Variables are generally initialized at the start of their lifetime, but not finalized at the end of their lifetime – though if a variable has an object as its value, the object may be finalized. In some cases variables are also finalized: GCC extensions allow finalization of variables.

==Connection with finally==
As reflected in the naming, "finalization" and the finally construct both fulfill similar purposes: performing some final action, generally cleaning up, after something else has finished. They differ in when they occur – a finally clause is executed when program execution leaves the body of the associated try clause – this occurs during stack unwind, and there is thus a stack of pending finally clauses, in order – while finalization occurs when an object is destroyed, which happens depending on the memory management method, and in general there is simply a set of objects awaiting finalization – often on the heap – which need not happen in any specific order.

However, in some cases these coincide. In C++, object destruction is deterministic, and the behavior of a finally clause can be produced by having a local variable with an object as its value, whose scope is a block corresponds to the body of a try clause – the object is finalized (destructed) when execution exits this scope, exactly as if there were a finally clause. For this reason, C++ does not have a finally construct – the difference being that finalization is defined in the class definition as the destructor method, rather than at the call site in a finally clause.

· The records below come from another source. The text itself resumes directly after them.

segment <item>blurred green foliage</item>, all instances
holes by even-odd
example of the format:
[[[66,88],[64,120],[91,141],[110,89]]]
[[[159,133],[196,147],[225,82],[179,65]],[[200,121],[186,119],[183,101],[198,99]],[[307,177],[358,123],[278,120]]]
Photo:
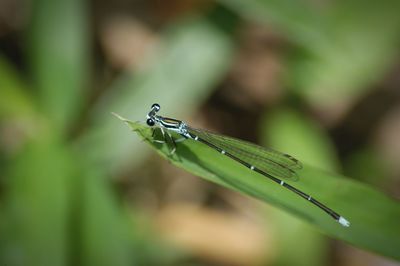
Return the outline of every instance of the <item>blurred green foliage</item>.
[[[1,130],[12,136],[1,143],[0,264],[176,265],[182,254],[163,245],[151,228],[138,226],[140,213],[125,208],[112,189],[110,177],[139,165],[148,149],[110,112],[142,119],[144,110],[159,102],[171,116],[189,116],[230,68],[237,16],[272,26],[287,38],[292,47],[283,82],[316,107],[364,94],[399,52],[398,1],[333,1],[321,6],[305,0],[217,2],[196,16],[170,22],[146,67],[119,73],[92,103],[90,3],[32,1],[30,21],[20,33],[27,68],[20,71],[0,54]],[[323,169],[338,169],[326,132],[303,114],[276,110],[268,123],[268,130],[262,125],[263,138],[273,146]],[[224,171],[209,163],[215,171]],[[290,212],[299,210],[297,214],[313,219],[328,235],[399,259],[398,204],[369,187],[305,169],[313,184],[304,188],[349,215],[354,226],[346,231],[309,209],[307,202],[292,203],[293,195],[264,188],[252,178],[250,184],[240,179],[235,182],[241,184],[231,184],[216,179],[209,169],[196,169],[191,171],[234,190],[261,193],[255,196]],[[330,193],[332,186],[342,192]],[[364,212],[361,204],[382,215]],[[315,232],[307,238],[313,237]],[[303,254],[323,242],[315,239],[308,248],[304,245]],[[323,259],[301,260],[318,264]]]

Conversely, in the case of a finally clause in a coroutine, like in a Python generator, the coroutine may never terminate – only ever yielding – and thus in ordinary execution the finally clause is never executed. If one interprets instances of a coroutine as objects, then the finally clause can be considered a finalizer of the object, and thus can be executed when the instance is garbage collected. In Python terminology, the definition of a coroutine is a generator function, while an instance of it is a generator iterator, and thus a finally clause in a generator function becomes a finalizer in generator iterators instantiated from this function.

==History==
The notion of finalization as a separate step in object destruction dates to Montgomery (1994), by analogy with the earlier distinction of initialization in object construction in Martin & Odell (1992). Literature prior to this point used "destruction" for this process, not distinguishing finalization and deallocation, and programming languages dating to this period, like C++ and Perl, use the term "destruction". The terms "finalize" and "finalization" are also used in the influential book Design Patterns (1994). (Note: Published 1994, with a 1995 copyright.) The introduction of Java in 1995 contained finalize methods, which popularized the term and associated it with garbage collection, and languages from this point generally make this distinction and use the term "finalization", particularly in the context of garbage collection.